Concrete Crack Repairs

Concrete Crack & Small Repair

how to repair large concrete cracks While concrete cracks appear to be typical, it is not recommended that they remain ignored.These cracks, typically due to drying shrinkage, thermal movement or other causes usually are minor and result in few problems. But slab cracks are not only an eyesore, but they may hinder the value of the home.

Fortunately, there is an easy way to permanently repair such cracks without the need for major, costly and disruptive repairs. For the repair of concrete floor cracks, certain epoxies and polyurea materials exists, suitable for such slab repairs.

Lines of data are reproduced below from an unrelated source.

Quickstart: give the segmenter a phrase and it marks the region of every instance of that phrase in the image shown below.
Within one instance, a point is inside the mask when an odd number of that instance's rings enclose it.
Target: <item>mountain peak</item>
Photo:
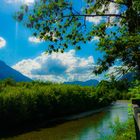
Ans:
[[[32,81],[30,78],[9,67],[5,62],[0,60],[0,80],[12,78],[17,82],[29,82]]]
[[[87,81],[73,81],[73,82],[64,82],[64,84],[69,85],[80,85],[80,86],[97,86],[99,83],[96,79],[90,79]]]

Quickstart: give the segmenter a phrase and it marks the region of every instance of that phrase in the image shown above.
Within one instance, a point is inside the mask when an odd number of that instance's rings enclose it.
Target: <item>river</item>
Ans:
[[[96,140],[110,134],[110,123],[128,119],[128,102],[117,101],[104,111],[2,140]]]

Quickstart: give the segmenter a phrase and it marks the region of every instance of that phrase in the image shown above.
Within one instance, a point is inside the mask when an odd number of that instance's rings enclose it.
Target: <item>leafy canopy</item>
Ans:
[[[80,4],[81,3],[81,4]],[[122,73],[140,73],[140,3],[139,0],[38,0],[34,6],[23,5],[16,13],[18,21],[33,29],[33,35],[49,41],[47,52],[64,52],[68,47],[81,49],[82,43],[99,37],[96,74],[106,71],[116,60]],[[110,10],[113,5],[117,11]],[[79,9],[79,10],[78,10]],[[100,24],[90,18],[102,17]]]

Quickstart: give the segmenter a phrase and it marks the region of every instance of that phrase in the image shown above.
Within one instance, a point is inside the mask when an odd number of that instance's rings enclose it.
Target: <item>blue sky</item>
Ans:
[[[33,2],[34,0],[0,0],[0,60],[33,79],[51,81],[101,79],[102,75],[100,77],[91,75],[92,67],[101,57],[101,53],[95,50],[97,37],[82,45],[80,51],[70,48],[64,54],[51,56],[43,54],[48,43],[33,38],[32,32],[13,18],[21,4],[32,5]],[[101,18],[89,18],[87,21],[98,24]]]

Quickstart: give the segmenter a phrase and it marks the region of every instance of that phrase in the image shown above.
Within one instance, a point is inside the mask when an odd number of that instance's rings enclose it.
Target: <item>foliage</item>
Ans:
[[[136,140],[136,132],[134,125],[134,118],[132,115],[132,107],[130,107],[129,118],[126,122],[121,122],[118,117],[115,118],[114,123],[110,124],[113,132],[112,135],[101,135],[102,140]]]
[[[133,87],[129,89],[129,94],[134,95],[134,98],[140,98],[140,81],[136,80]]]
[[[0,128],[47,121],[112,102],[109,96],[96,93],[94,87],[44,82],[5,85],[1,81],[0,88]]]
[[[119,12],[111,13],[111,4]],[[119,73],[124,74],[140,73],[139,13],[139,0],[84,0],[77,9],[72,0],[38,0],[33,7],[23,5],[16,19],[33,29],[35,37],[50,42],[49,53],[63,53],[69,46],[80,50],[82,43],[99,37],[98,50],[104,56],[94,72],[100,74],[120,60],[126,67]],[[98,17],[102,17],[100,24],[88,22]]]

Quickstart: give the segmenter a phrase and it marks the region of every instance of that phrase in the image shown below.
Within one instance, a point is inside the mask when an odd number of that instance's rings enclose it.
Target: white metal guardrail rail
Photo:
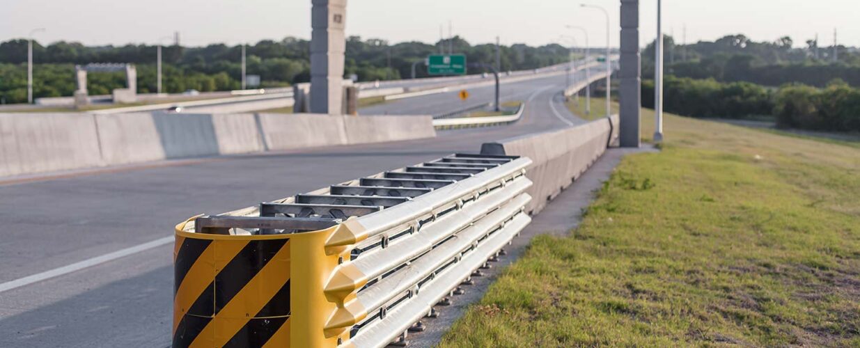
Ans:
[[[384,346],[530,222],[526,157],[456,154],[176,226],[174,346]]]

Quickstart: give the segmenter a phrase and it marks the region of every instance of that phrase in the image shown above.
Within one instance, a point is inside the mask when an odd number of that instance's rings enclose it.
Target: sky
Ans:
[[[606,20],[580,0],[348,0],[347,34],[390,42],[436,42],[439,28],[470,43],[544,45],[562,35],[584,37],[565,28],[589,32],[589,46],[606,45]],[[618,45],[617,0],[581,0],[609,12],[610,44]],[[40,42],[84,45],[172,42],[180,32],[184,46],[230,45],[310,37],[310,0],[0,0],[0,40],[25,38],[33,28]],[[656,36],[657,0],[640,0],[640,42]],[[820,46],[838,42],[860,46],[857,0],[664,0],[663,30],[682,42],[713,40],[744,34],[754,40],[790,36],[796,46],[820,35]]]

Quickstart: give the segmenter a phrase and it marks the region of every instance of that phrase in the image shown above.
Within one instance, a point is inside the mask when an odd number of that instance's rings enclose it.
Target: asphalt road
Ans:
[[[219,213],[431,160],[483,142],[584,122],[561,105],[563,76],[510,83],[527,101],[507,126],[435,138],[166,162],[0,184],[0,284],[169,237],[199,213]],[[487,89],[485,91],[484,89]],[[492,86],[472,91],[484,98]],[[431,113],[449,94],[362,110]],[[457,100],[455,101],[458,102]],[[0,292],[0,346],[169,346],[173,244]]]

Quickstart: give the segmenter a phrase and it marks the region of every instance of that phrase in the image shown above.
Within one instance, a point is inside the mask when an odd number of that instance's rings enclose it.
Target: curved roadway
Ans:
[[[512,82],[527,101],[511,125],[439,131],[435,138],[164,162],[0,182],[0,346],[169,346],[174,224],[305,192],[385,169],[475,152],[482,143],[585,122],[561,104],[564,76]],[[470,89],[489,100],[493,86]],[[454,92],[362,110],[433,113]],[[152,241],[158,247],[3,291],[22,278]],[[62,270],[59,270],[62,271]]]

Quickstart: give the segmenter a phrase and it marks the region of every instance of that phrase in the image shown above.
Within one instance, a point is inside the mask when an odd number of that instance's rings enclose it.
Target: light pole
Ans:
[[[588,64],[588,31],[582,27],[565,26],[568,29],[574,29],[582,32],[586,37],[586,64]],[[586,114],[591,114],[591,69],[586,69]]]
[[[574,47],[576,47],[578,45],[576,45],[576,38],[574,38],[573,36],[562,35],[561,38],[562,39],[568,39],[568,40],[571,40],[573,42],[573,45],[574,45],[574,46],[572,46],[570,47],[570,50],[568,52],[568,73],[564,76],[564,83],[566,85],[565,86],[565,90],[567,90],[567,89],[570,88],[570,86],[571,86],[570,82],[569,82],[571,69],[574,70],[574,84],[573,85],[575,86],[576,82],[577,82],[577,81],[576,81],[576,61],[574,60]],[[576,101],[579,101],[579,97],[580,97],[580,95],[579,95],[579,93],[577,93],[576,94]]]
[[[611,76],[612,75],[612,61],[609,58],[609,38],[611,36],[609,32],[610,30],[609,12],[606,12],[606,9],[604,9],[598,5],[580,3],[580,6],[599,9],[601,12],[603,12],[603,15],[606,16],[606,116],[609,117],[609,115],[612,114],[612,109],[611,109],[612,101],[611,101],[611,95],[610,92],[610,89],[611,86]]]
[[[33,35],[44,32],[44,27],[30,30],[27,38],[27,103],[33,104]]]
[[[663,141],[663,26],[662,4],[657,0],[657,39],[654,40],[654,141]]]
[[[248,85],[247,84],[248,80],[245,77],[246,76],[245,73],[248,70],[245,66],[245,44],[243,43],[242,44],[242,89],[245,89],[245,86]]]
[[[170,40],[170,39],[172,39],[172,38],[169,37],[169,36],[164,36],[164,37],[162,37],[161,39],[158,39],[158,47],[156,49],[156,56],[157,56],[157,59],[158,59],[158,63],[156,64],[156,70],[158,70],[157,73],[156,74],[156,92],[158,95],[161,95],[161,56],[162,56],[162,54],[161,54],[161,46],[162,46],[162,42],[164,42],[165,40]]]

Identify Causes of Concrete Damage

It is important in the concrete resurfacing repair process to identify what has caused the damage in the first place. By looking at the environment and the use of the concrete flooring we are able to help address the root causes of the damage. Concrete can be tailored to meet the needs of your business and withstand the abuse to which concrete floors are subjected.

The repair process often begins with with scarification to remove old floor coatings or shot blasting to remove soft concrete and contamination. These processes leave an even and textured surface that is ready for concrete resurfacing. We are industry leaders in these surface preparation processes and have been for years.

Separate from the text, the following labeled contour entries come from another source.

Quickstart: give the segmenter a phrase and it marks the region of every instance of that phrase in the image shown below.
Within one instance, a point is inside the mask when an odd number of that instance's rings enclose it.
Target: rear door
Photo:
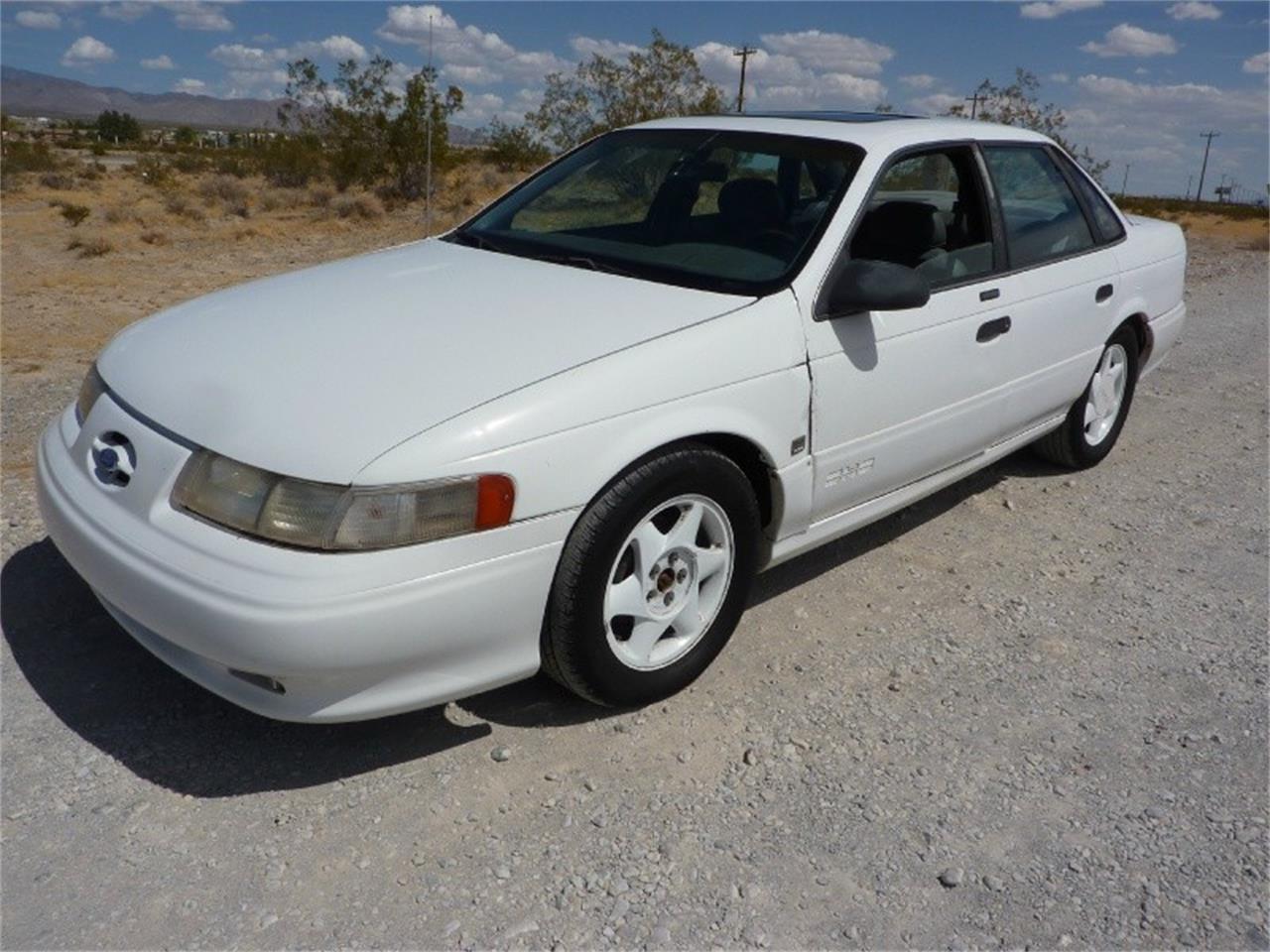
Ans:
[[[984,143],[1005,232],[1008,272],[999,279],[1011,319],[997,350],[1011,434],[1063,414],[1083,392],[1116,302],[1123,230],[1087,213],[1064,161],[1044,143]],[[1078,170],[1072,170],[1080,175]],[[1118,226],[1115,216],[1111,225]]]
[[[969,143],[890,160],[843,251],[916,269],[930,302],[808,322],[814,518],[980,453],[1002,434],[998,249]]]

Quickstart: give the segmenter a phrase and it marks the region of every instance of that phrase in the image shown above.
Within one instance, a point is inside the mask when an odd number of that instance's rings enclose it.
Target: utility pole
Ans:
[[[1220,132],[1200,132],[1200,138],[1206,138],[1208,142],[1204,143],[1204,164],[1199,168],[1199,188],[1195,189],[1195,201],[1204,201],[1204,173],[1208,171],[1208,150],[1213,146],[1213,140],[1220,136]]]
[[[423,236],[432,235],[432,103],[436,95],[436,77],[432,72],[432,14],[428,14],[428,116],[427,126],[427,155],[423,171]]]
[[[743,112],[745,108],[745,63],[749,62],[749,57],[757,53],[752,46],[743,44],[740,50],[733,50],[733,56],[740,57],[740,85],[737,88],[737,112]]]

Simply pouring wet concrete into a hole in your driveway, sidewalk, or basement floor won’t make for a lasting repair. You have to prep the edges correctly and use the right materials. Holes 1 inch or deeper require a concrete mix with coarse, crushed-stone aggregate, which bonds well with existing concrete. Shallower holes need a sand mix. Whichever type you use (they’re both available at home centers), follow these steps.

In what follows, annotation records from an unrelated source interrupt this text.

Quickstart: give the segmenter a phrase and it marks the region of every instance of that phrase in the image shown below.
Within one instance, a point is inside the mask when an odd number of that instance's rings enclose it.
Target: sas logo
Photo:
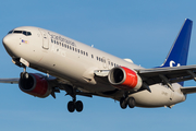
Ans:
[[[175,61],[171,60],[170,61],[170,67],[181,67],[180,63],[175,64]]]

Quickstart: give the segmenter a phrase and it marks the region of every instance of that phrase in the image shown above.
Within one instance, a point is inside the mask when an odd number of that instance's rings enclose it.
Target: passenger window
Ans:
[[[26,36],[29,36],[29,35],[32,35],[32,33],[30,32],[26,32]]]
[[[22,31],[14,31],[13,33],[22,34],[23,32]]]

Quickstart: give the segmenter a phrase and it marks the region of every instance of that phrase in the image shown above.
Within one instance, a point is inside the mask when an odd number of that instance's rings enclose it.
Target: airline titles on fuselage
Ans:
[[[69,44],[69,45],[72,45],[72,46],[76,47],[76,45],[75,45],[75,43],[73,40],[70,40],[70,39],[68,39],[65,37],[62,37],[60,35],[59,36],[54,35],[54,34],[52,34],[50,32],[48,32],[48,34],[51,36],[51,39],[53,39],[53,40],[58,40],[58,41],[65,43],[65,44]]]

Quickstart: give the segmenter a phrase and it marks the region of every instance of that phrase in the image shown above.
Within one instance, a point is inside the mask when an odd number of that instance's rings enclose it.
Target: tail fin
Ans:
[[[186,19],[162,67],[186,66],[193,21]],[[183,82],[180,83],[183,86]]]
[[[186,66],[193,21],[186,19],[161,67]]]

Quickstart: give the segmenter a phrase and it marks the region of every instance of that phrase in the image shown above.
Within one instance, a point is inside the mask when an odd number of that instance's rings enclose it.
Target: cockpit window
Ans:
[[[32,35],[30,32],[26,32],[26,31],[10,31],[8,34],[12,34],[12,33],[14,33],[14,34],[23,34],[25,36],[30,36]]]
[[[10,31],[8,34],[12,34],[13,33],[13,31]]]
[[[13,33],[22,34],[23,31],[14,31]]]

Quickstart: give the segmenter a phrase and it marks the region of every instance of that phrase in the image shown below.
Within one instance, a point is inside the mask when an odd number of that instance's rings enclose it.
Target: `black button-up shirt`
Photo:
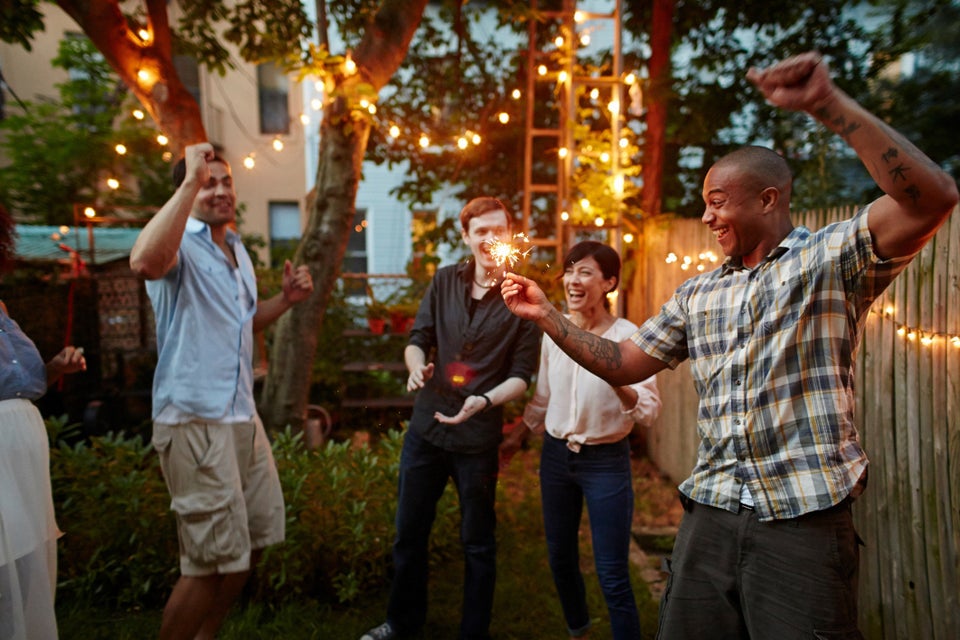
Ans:
[[[503,407],[447,425],[434,412],[456,415],[464,400],[493,389],[507,378],[528,385],[540,353],[540,329],[513,315],[494,286],[470,313],[472,260],[437,271],[410,334],[435,364],[433,377],[417,394],[410,429],[449,451],[477,453],[497,447],[502,439]]]

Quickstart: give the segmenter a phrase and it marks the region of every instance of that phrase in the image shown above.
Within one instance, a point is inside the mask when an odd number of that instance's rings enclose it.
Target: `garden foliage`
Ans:
[[[178,576],[178,544],[160,465],[149,444],[123,433],[70,443],[47,421],[57,524],[58,600],[98,607],[157,607]],[[289,430],[273,449],[286,499],[287,539],[263,554],[249,596],[347,603],[381,587],[390,570],[402,435],[378,443],[328,442],[309,450]],[[442,560],[457,540],[451,488],[438,505],[431,544]]]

  1. Use a hammer and a cold chisel to level the bottom of the hole and undercut its sides slightly so the patch can’t pop loose. Vacuum, then clean the area with water and a wire brush. Wipe clean.
  2. Brush on a concrete bonding liquid, sold in bottles at home centers.
  3. While the bonding agent is still tacky, mix the concrete with water and scoop some into the hole. Press it into the corners and against the edges with a trowel. Now fill the hole completely, leaving some material mounded on top.
  4. Level the patch with a straight-edged board at least a foot longer than the width of the hole. Move it back and forth in a sawing motion. This will also push down the aggregate and make the final smoothing easier. When the surface loses its wet sheen and feels firm to the touch, smooth it with a magnesium or wood trowel, which won’t interfere with curing. Work the trowel in a fanning motion to blend the edges with the existing concrete. Do this several times as the mix cures. To burnish the surface very smooth, use a steel trowel (shown) on the final few passes. For a texture, pull a damp push broom over the concrete. Wait at least 24 hours before walking on the patch and a week before driving on it.

TOH Tip: The temperature of the existing concrete must remain above 50 degrees for the first 24 to 48 hours after the patch is applied. The cooler the weather, the longer the curing time.